I have several buttons in my application that require some explanation (1-3 SHORT sentences). Something like context sensitive help.

what is the best way to provide the user this explanation?

  • Tooltip? (annoying and "hidden")
  • coach marks upon load?
  • something else?
  • 1
    If really required, certainly not tooltip.
    – Crissov
    Commented Oct 22, 2014 at 13:04
  • 3
    Can we see a screenshot so that we understand the context?
    – Matt Obee
    Commented Oct 22, 2014 at 14:23
  • 1
    Is your application web? Mobile? Desktop? Will the buttons always need explanation or could they be explained in a tutorial?
    – rach oune
    Commented Oct 22, 2014 at 16:47
  • This is a Web application.
    – Burgaz
    Commented Oct 28, 2014 at 6:38

1 Answer 1


I would strenuously avoid coach marks and tutorials. They're mostly not effective; people tend to dismiss them right away and they don't want to read a manual to get started (http://www.nngroup.com/articles/mobile-instructional-overlay/). We've personally seen tutorial walkthroughs mostly fail in usability; most people seem to prefer trying to figure out what's going on and then getting help if they need it.

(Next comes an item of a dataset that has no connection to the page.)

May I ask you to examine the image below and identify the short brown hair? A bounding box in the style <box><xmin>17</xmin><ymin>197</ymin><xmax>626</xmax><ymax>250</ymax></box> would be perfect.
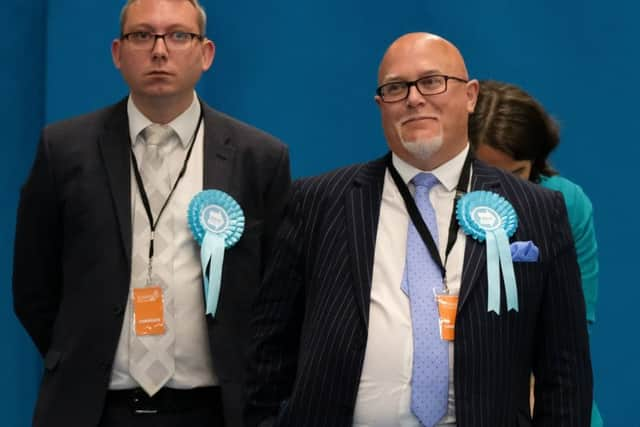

I don't see a problem with helper tips under the form field row, or with help bubbles (for tapping or clicking / hovering) for users who need it. However, if the buttons represent functionality that's complex enough that they need a couple of sentences, you might want to restructure the interface to use different elements that afford more explanation.

For example: Are these toolbar-type buttons that the user will interact with many times? Or are they part of a workflow or occasional / rare use system?

If these options are part of a one-time or occasional process, instead of making them buttons you might consider making each choice a radio with a single confirmation button. The confirmation text will ideally reflect the selected option. The default option should be the most popular, least-destructive, and/or most-recoverable option. (This example is in my head after using Zendesk earlier today to deal with an account of a former employee.)


download bmml source – Wireframes created with Balsamiq Mockups

If the actions are going to be used somewhat frequently, but not enough for the user to really learn them, a fancy dropdown with explanatory text is helpful.

For example, in calendaring, most calendar servers understand an event marking you as busy (like a meeting) or available (like you have a reminder on your calendar to take medicine but you don't want it to block out meeting requests.) Here's how we explain this to users at Magneto:

enter image description here

  • thanks for your answer. The buttons are not one time process and they are not part of a form. The user operates the application (web application)using these buttons. I'm sorry but I can't share a screen, but imagine that I have a game with some buttons that are used by the player to operate the gave. most buttons are simple and intuitive. there are several buttons that requires some extra explanation.
    – Burgaz
    Commented Oct 28, 2014 at 6:43
  • In that case, I'd use a persistent help icon [?] near each / both buttons that triggers in-context help (i.e. a popover or tooltip). I wouldn't do a hover over the button itself; if these are repeated-use in-app tools, then potentially triggering a hover whenever you use the button gets annoying. Having a question-mark icon near the button(s) lets the user trigger help for more info but doesn't get in the way of someone who has learned them already.